For the patient however, “Morgellons” is “the disease that is causing my problems”. So if they hear someone say “Morgellons is not real”, it’s like someone said “your problems are not real”. The patient will quite understandably get very angry when someone tells them that their problems are not real, because their problems ARE real.

This is compounded when people talk about DP. The definition of DP will vary based on who you ask. Some people say that if there is a physical condition underlying your false belief in parasites, then that’s NOT DP. DP, they will say, is present when:

The patients have no obvious cognitive impairment, and abnormal organic factors are absent. True infestations and primary systemic diseases that cause pruritus are not involved. Primary skin lesions are not present.

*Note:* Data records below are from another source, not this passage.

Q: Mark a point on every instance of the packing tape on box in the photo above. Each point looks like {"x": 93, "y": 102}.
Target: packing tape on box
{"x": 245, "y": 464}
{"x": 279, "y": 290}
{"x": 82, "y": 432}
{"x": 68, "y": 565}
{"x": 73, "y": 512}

In other words, if the patient has something wrong with them, such as diabetes, or if their formication is caused by a physical condition such as menopause, then they can’t have DP. If they have obvious cognitive impairment, then they can’t have DP either. If they have a skin condition like eczema, or folliculitis, then they can’t have DP.

This restrictive definition of DP allows proponents of Morgellons to say not only that “Morgellons is not DP”, but “people with Morgellons cannot have DP”, since DP is a purely psychiatric condition with one mental symptom, and Morgellons includes both additional physical symptoms (fatigue, tooth loss, etc) , and additional mental symptoms (brain fog, confusion, etc.)

The problem here is not with the Morgellons community, they are actually using definitions of DP to come up with a logically consistent conclusion. The problem here is with the dermatology community for both their broad statements like: “Morgellons is DP” and their simultaneously conflicting statements like: “DP is a single symptom mental illness”. Neither of these statement is correct.

The reality is that Morgellons is a list of symptoms of unknown statistical significance, and DP is the unshakable false belief that one is infested by parasites, and comes in primary, secondary functional, and secondary organic forms.

Dermatologists, of course, appreciate the complexity of the situation, but they do not seem to be communicating it very well. They would make their jobs a lot easier if they made a little effort to communicate these distinctions, both to their patients, and to the media.